彼もまた断りはしないだろう。一面の花畑を作り、貴族の避暑地として魅力が出ればいいのだから。しかも、皇女ミーア公認の避暑地というお墨付きがもらえるならば、文句のつけようもない。
あえて、農地を潰して、などとは言いださないはずだ。
「あとは、麦の裏作になり、貴族連中を惹きつけるような花を探せばいい……か」
ルードヴィッヒも感心した様子で頷いた。
「しかし、ミーアさまは、まさかその花にまで、なにか心当たりがあるのだろうか……?」
と、つぶやいてから、バルタザルは、思わずといった様子で苦笑した。
「いや、ここまで方向性を示していただいたのに、仕上げまでやられては、我々の立つ瀬がないな。よし、花の選定は俺の方で進めさせてもらおう」
やる気を刺激されているバルタザルを横目に、ルードヴィッヒは思っていた。
――とはいえ、この北の地が、あまり農地としては適さないのも確かだ……。恐らくミーアさまは、そのような北の地であっても例外なく、農地を減らさないという姿勢を見せるために、このようなことをしたのだろうな……。

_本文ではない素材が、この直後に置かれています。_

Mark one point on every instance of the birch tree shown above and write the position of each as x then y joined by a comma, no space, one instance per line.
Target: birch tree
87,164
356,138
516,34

そんな予想をしていたルードヴィッヒであったから……、この北の地が、聖ミーア学園の優秀なる研究者、アーシャとセロの両名の実験地となり……ついには、寒冷地に強い小麦を生み出すことになった時には、あまりのことに目を回しかけた。
「ミーアさまは、そこまで……そこまで考えておられたということか……」
こうして、ルードヴィッヒは、妄想の翼を力強く羽ばたかせ、どこまでもどこまでも高く高く、飛翔していくのだった。